“I am very much a fan of free speech,” Rabbi Daniel Levine said. And on his YouTube show, the 32-year-old San Diego native and professor at UC Irvine practices what he preaches. He interviews people from both the right and left; .his goal each time is to spread light on their views, whether you agree or disagree with the guest’s opinions.
His interviews are about happenings in the Jewish world, he said, but they are more. He almost dares the viewer to guess what his views are. The show, which has been running for about a year, is called “The Fifth Question,” a reference to the Four Questions asked at the Passover seder. “There aren’t a lot of people having nuanced conversations,” he told The Journal. “I try to talk to people I disagree with. I did an episode with someone critical of Israel, another episode with a rabbi who officiates interfaith marriages – and we had a debate about that. I had a friendly debate with a friend about whether Jews should vote Republican or Democrat in the upcoming election.” He tries to model what it means to have civil dialogue and debate, which he believes society lacks. He teaches classes on four campuses, and has seen “many students hungry for conversation, hungry to see ideas clash in a way where everyone is being respected – where there is no violence and everyone is trying to be civil for the community.”
One of the rabbi’s central themes is that more dialogue is good. When it’s mentioned that was something the late Charlie Kirk believed, he called Kirk’s murder “disgusting; one of the more horrific things to happen in my lifetime in public in America. I didn’t agree with all of his views, but I think we need more such people. The divide is between people who believe in freedom of speech, freedom of expression, and people who don’t.”
Levine believes there are extremists on both sides, and neither side agrees with the tenets of basic liberalism. “When you go far enough right he said, “there are people who don’t agree that everybody should have free speech, freedom of religion and all things fundamental to what it means to be in a liberal democracy in America.”
In the past year, Levine has encountered people from both the left and right who understand they can disagree on taxes, tariffs and foreign policy but as long as we are doing it within civil dialogue and respecting each other, that is fine. However, as soon as we start calling each other names and start threatening each other, our society is going to collapse.”
He calls himself a “principled centrist,” and explained that some think centrists are people who don’t have any views. They’re wrong, Levine insisted. As a genuine centrist, he thinks that “people both on the right and the left have good points some of the time. I don’t think either side makes good points all the time. All human institutions have flaws. Humans can never reach perfection. Only God is perfect. Anything humans create is going to be imperfect. When we try to make political parties into idols – in Judaism we know what happens to idols.”

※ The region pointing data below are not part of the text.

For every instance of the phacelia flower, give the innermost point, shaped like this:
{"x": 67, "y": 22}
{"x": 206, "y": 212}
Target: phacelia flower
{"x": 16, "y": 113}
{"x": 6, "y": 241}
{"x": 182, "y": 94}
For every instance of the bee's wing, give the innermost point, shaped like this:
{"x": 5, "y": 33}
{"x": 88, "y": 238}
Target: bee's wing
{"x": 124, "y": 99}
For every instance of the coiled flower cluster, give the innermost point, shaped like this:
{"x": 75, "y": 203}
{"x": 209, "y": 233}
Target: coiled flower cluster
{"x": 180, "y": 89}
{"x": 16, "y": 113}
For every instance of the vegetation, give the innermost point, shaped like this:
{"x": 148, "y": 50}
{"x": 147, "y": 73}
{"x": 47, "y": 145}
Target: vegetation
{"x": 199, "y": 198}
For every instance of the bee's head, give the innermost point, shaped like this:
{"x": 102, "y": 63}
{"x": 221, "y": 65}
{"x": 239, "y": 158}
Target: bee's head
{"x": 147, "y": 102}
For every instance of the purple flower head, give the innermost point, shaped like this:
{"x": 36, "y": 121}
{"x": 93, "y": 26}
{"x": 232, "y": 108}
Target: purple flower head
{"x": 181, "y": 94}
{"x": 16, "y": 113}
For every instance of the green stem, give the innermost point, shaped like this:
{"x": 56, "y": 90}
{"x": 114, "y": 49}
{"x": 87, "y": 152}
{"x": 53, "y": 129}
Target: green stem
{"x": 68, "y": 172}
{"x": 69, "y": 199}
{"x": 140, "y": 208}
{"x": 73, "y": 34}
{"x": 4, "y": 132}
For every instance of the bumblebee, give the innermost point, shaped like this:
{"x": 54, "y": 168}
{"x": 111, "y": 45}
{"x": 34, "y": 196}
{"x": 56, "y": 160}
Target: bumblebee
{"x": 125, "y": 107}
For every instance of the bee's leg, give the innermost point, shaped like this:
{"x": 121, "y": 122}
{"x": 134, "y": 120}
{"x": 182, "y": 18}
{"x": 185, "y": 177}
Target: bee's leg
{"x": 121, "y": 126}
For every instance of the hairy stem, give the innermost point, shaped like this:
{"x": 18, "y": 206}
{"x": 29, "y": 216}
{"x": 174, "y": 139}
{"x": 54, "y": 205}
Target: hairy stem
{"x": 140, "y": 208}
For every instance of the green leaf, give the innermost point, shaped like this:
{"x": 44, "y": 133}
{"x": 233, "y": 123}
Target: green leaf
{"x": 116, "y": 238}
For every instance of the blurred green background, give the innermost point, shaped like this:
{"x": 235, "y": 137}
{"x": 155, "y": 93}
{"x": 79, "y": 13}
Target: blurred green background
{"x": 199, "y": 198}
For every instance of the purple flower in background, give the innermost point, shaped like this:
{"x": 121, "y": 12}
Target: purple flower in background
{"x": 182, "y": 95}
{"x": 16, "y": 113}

People should look for nuance, to have their ideas challenged and invite those they disagree with for a civil dialogue. But at times, he finds himself playing devil’s advocate. “In the last couple months I have done two episodes, one where I was talking with someone much more to the left than I am while defending a right-wing viewpoint. When I was talking with someone to the right of me, I was defending a left-wing view.” Both cases, he said, proved no one side has a monopoly on truth. “Our society will be better off when we start to realize that many different groups and many different people can hold a little bit of truth.”
This, the rabbi explained, is why Judaism values dialogue so much – because it takes a lot of hubris to say any one idea holds all the truth. And to come to a wider understanding of what truth is, you have to talk to people who disagree with you.

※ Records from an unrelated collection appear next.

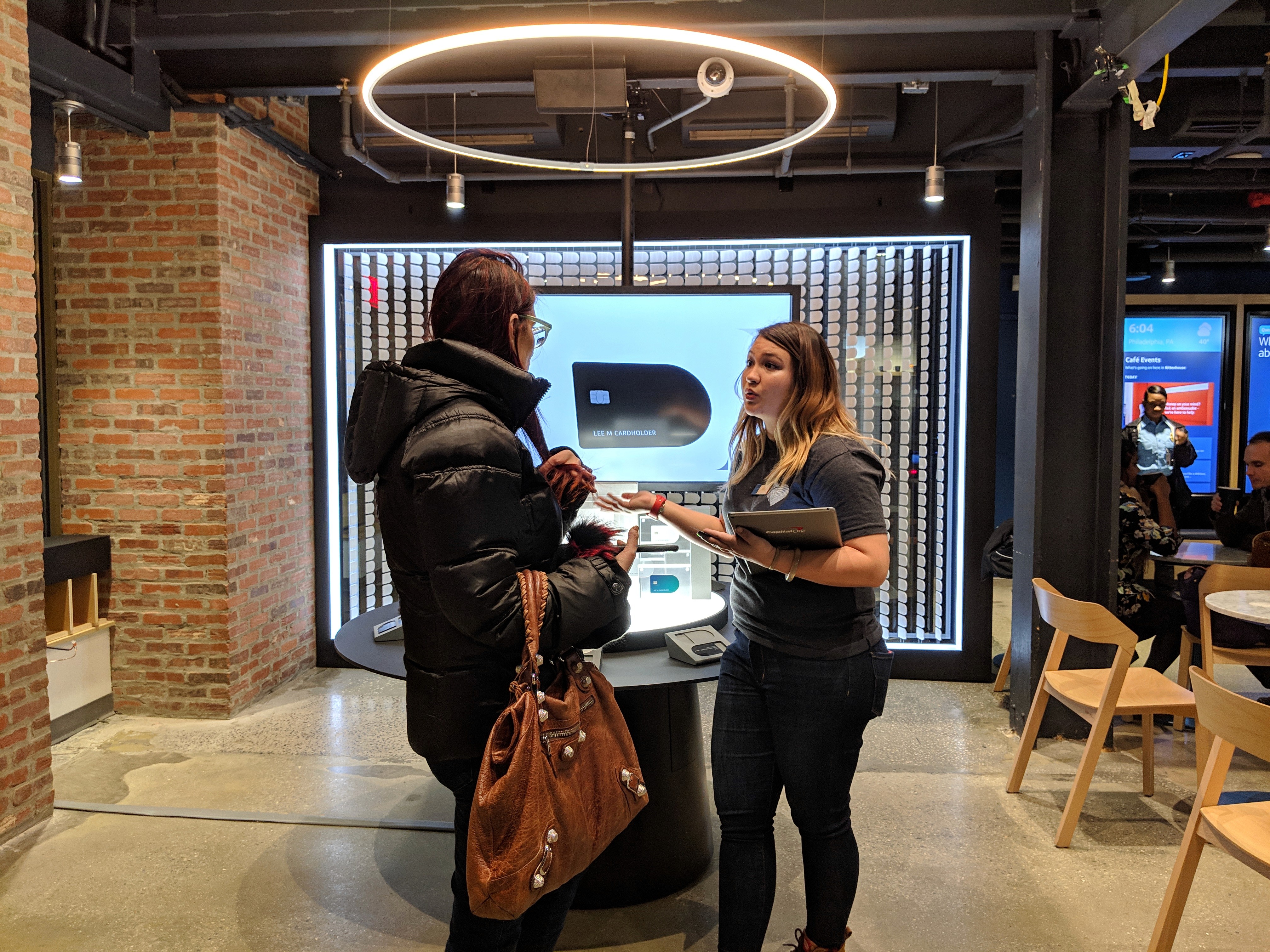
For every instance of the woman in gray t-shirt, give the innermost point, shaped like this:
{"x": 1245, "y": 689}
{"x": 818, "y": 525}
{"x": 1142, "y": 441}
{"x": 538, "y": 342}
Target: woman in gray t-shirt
{"x": 808, "y": 669}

In every interview, he wants people to “understand the art of civil debate is not over. It’s very much alive. And it is a deeply Jewish idea. Our entire Talmud is full of people disagreeing with each other in a principled way, and still remaining part of a community. That trend has continued the last 2,000 years of Jewish history. It’s fundamental to being Jewish – being able to have difficult conversations while remaining in the same community.”
Who does Rabbi Levine look for to join him on “The Fifth Question”? “People with interesting ideas,” he said, “who are willing to have an open conversation. It’s not really about what views they have. One question is, are they willing to have a civil conversation? And, do I think there is a value here?”
Rabbi Levine, teaches Jewish Studies at two schools and runs Hillel events at another one. He spends 80 percent of his time at UC Irvine, and divides the rest among between Chapman University, Cal State Fullerton and Cal State Long Beach.
To view episodes of “The Fifth Question,” go to https://www.youtube.com/@rabbidaniellevine.
Fast Takes with Rabbi Levine
Jewish Journal: What is your favorite vacation spot?
Rabbi Levine: Any place where there was an historic Jewish community.
JJ: What is the best book you ever have read?
RL: “As a Driven Leaf” by Milton Steinberg
JJ: What is your favorite family activity?
RL: We have an eight-month-old baby (our first), and we have just begun to take her hiking.
JJ: What is your next goal?
RL: I might write a book. I really love fiction.